Growing up, I was constantly subjected to terrible news about climate change. As a kid, although I worried, I trusted that the adults would be responsible enough to handle the situation and stop the rolling snowball from gaining speed and size.
But as it turns out, I was very wrong. As news of climate change continue to show no signs of slowing down, I tried every way to decrease my carbon footprint. However, I slowly started to realize that simply decreasing my own carbon footprint wasn’t going to do anything. I needed to find a way to decrease other people’s carbon footprints as well.
That’s when I came up with the idea of starting my own sustainable fashion brand “Tomorrow”. I realized that consumers don’t have much control over their carbon footprint, especially in the fashion industry. Even though consumers have a choice of choosing an ethical vendor, consumers will still lean towards picking unethical options usually due to affordability, accessibility, and superior designs.
However, “Tomorrow” changes that narrative. I created a sustainable fashion brand with its purpose to replace unethical pieces of clothing in people’s closets, by pricing the products at a reasonable price, and making designs that the public would enjoy as well.
The Impact of Impact Investing
Recently, I came across a research paper written by Professor Jonathan Berk from Stanford University and Professor Jules Binsbergen from University of Pennsylvania titled “The Impact of Impact Investing”. In this research paper, they concluded that “at current levels, impact investing is unlikely to have a large impact on the long-term cost of capital of targeted firms.
A substantial increase in the amount of socially conscious capital is required for the strategy to affect corporate policy. Theoretically, impact investing could truly change the world, persuading companies to change policies and become more sustainable. However, that is not the case today. For impact investing to make a big impact right now, there needs to be a substantial increase in the amount of impact investors, so firms would be more pressured to become more sustainable, and more social entrepreneurs could receive bigger financial aid to compete against non-sustainable companies. Thus, it is extremely important to stress the necessity and the need for impact investing to the youth, so that the impact of socially conscious investing would be significantly larger.
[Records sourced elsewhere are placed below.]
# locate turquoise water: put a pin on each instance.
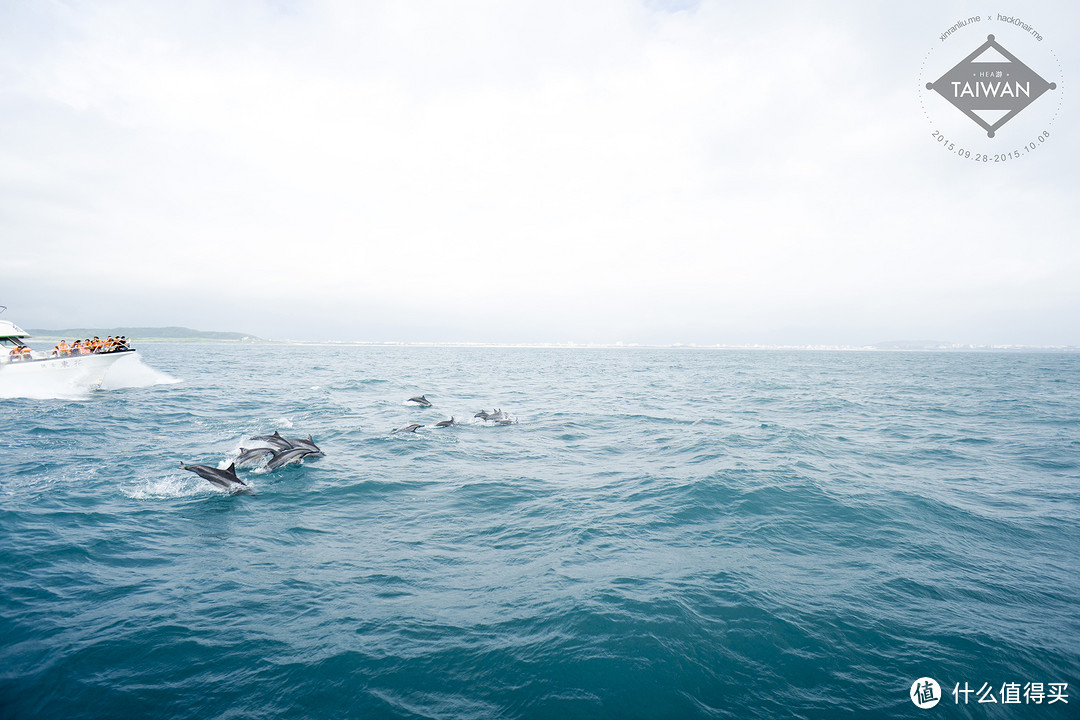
(670, 533)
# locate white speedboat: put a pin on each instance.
(83, 369)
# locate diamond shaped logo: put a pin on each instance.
(990, 85)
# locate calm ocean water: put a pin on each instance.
(665, 533)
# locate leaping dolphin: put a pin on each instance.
(285, 457)
(254, 453)
(223, 478)
(274, 439)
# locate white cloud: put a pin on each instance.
(599, 172)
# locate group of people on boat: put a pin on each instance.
(110, 344)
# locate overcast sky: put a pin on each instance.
(608, 171)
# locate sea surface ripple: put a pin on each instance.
(663, 533)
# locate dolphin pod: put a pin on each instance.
(223, 478)
(281, 451)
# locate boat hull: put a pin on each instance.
(81, 369)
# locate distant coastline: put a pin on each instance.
(146, 335)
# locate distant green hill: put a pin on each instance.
(143, 334)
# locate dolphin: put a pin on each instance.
(274, 439)
(223, 478)
(247, 456)
(285, 457)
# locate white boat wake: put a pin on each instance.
(129, 371)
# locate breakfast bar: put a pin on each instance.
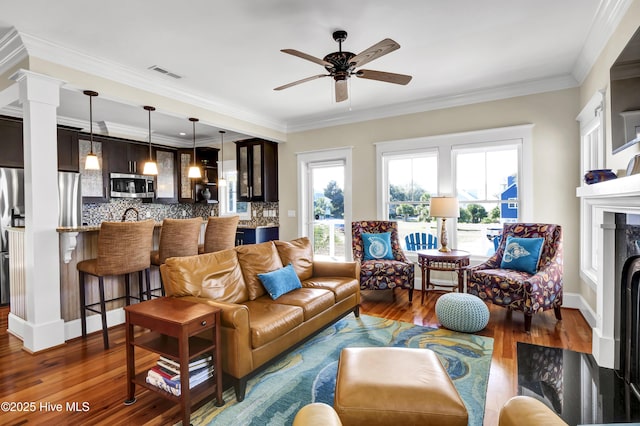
(77, 244)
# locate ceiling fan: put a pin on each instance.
(342, 65)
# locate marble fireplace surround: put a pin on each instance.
(599, 204)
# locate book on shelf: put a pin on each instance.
(194, 364)
(173, 386)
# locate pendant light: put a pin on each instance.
(194, 171)
(221, 180)
(150, 167)
(91, 162)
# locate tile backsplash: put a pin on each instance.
(93, 214)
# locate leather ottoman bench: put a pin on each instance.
(402, 386)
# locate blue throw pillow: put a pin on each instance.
(522, 254)
(377, 246)
(280, 281)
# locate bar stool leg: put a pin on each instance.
(103, 313)
(127, 289)
(147, 274)
(83, 304)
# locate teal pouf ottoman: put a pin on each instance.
(462, 312)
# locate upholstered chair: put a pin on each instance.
(389, 268)
(220, 234)
(178, 238)
(123, 248)
(502, 282)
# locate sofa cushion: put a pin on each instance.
(312, 300)
(342, 287)
(377, 246)
(522, 254)
(280, 281)
(212, 275)
(257, 259)
(299, 253)
(268, 321)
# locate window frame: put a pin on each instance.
(444, 145)
(398, 156)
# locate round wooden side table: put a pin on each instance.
(436, 260)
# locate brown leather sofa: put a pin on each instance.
(255, 328)
(518, 411)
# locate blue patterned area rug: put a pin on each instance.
(308, 374)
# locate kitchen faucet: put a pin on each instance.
(124, 216)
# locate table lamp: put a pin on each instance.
(444, 207)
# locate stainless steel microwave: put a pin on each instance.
(131, 186)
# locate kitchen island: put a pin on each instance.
(81, 243)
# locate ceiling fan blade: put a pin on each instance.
(342, 91)
(387, 77)
(379, 49)
(307, 57)
(304, 80)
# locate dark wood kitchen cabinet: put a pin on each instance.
(11, 143)
(68, 159)
(257, 165)
(12, 146)
(191, 190)
(125, 157)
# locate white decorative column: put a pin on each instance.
(43, 326)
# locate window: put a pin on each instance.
(488, 170)
(487, 190)
(227, 194)
(326, 175)
(412, 180)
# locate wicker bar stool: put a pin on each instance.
(220, 234)
(178, 237)
(123, 248)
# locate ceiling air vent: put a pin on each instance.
(165, 72)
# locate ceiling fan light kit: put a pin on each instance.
(341, 65)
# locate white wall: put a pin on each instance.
(555, 149)
(598, 79)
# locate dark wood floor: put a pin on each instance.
(82, 371)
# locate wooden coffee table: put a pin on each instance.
(173, 325)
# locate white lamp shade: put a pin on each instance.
(91, 162)
(444, 207)
(194, 172)
(150, 168)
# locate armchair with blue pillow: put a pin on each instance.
(525, 273)
(383, 265)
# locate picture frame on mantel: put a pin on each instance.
(634, 165)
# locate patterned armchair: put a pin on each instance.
(381, 274)
(522, 291)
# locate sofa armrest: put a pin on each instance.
(336, 269)
(527, 411)
(232, 316)
(317, 414)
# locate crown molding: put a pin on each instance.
(100, 67)
(607, 19)
(12, 50)
(429, 104)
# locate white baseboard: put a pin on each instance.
(73, 329)
(576, 301)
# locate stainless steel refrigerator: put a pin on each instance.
(12, 212)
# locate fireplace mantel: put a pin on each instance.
(624, 187)
(598, 205)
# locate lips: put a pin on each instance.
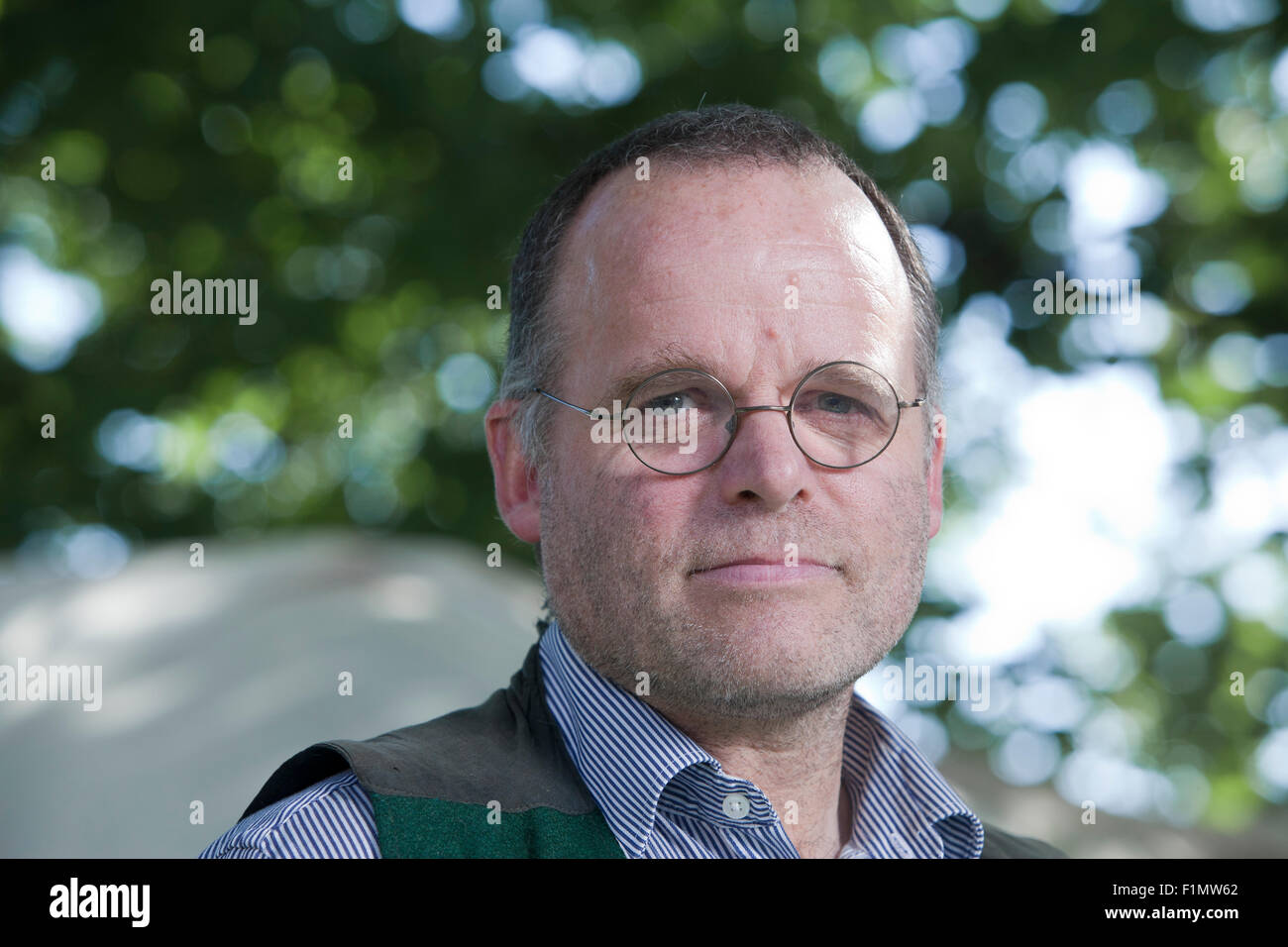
(759, 571)
(758, 561)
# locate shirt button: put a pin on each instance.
(735, 805)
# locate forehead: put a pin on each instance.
(711, 258)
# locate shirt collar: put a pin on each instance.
(902, 805)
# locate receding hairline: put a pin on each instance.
(690, 166)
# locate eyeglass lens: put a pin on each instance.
(842, 415)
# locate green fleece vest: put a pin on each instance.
(492, 781)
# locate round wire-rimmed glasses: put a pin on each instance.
(683, 420)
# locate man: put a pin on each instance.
(721, 565)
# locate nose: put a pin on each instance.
(763, 466)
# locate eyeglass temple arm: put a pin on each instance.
(565, 402)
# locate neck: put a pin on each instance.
(797, 763)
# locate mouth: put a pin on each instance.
(765, 571)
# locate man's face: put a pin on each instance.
(700, 263)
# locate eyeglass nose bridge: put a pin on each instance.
(733, 420)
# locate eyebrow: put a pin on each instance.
(675, 356)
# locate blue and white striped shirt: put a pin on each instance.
(662, 795)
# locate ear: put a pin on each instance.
(516, 493)
(935, 475)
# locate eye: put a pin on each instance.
(835, 403)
“Asia Pacific Youth Climate Conference”
Ideas like impact investing are genuine solutions that could help real world climate change related problems. Personally, I would like to increase awareness of the potential solutions of climate change by starting a competition titled “Asia Pacific Youth Climate Conference” (Register for APYCC here). With this event, teams will have 8 hours to begin solving a real life climate change related problem (prompt given on the day of the conference). With this event, I hope to not only spread awareness on climate change, but also engage the youth in activities that push them to think about real plausible solutions to climate change. Most importantly, this competition could encourage learning between talented youth participants, similar to the mission of LearningPlanet.
Christopher is a youth entrepreneur and passionate climate activist, starting his own Climate Climate Club along with an “Asia Pacific Youth Climate Conference”, and a sustainable fashion brand “Tomorrow”. Chris is also an active international speaker, participating in numerous MUN conferences and speaking at Catalyst 2030 events.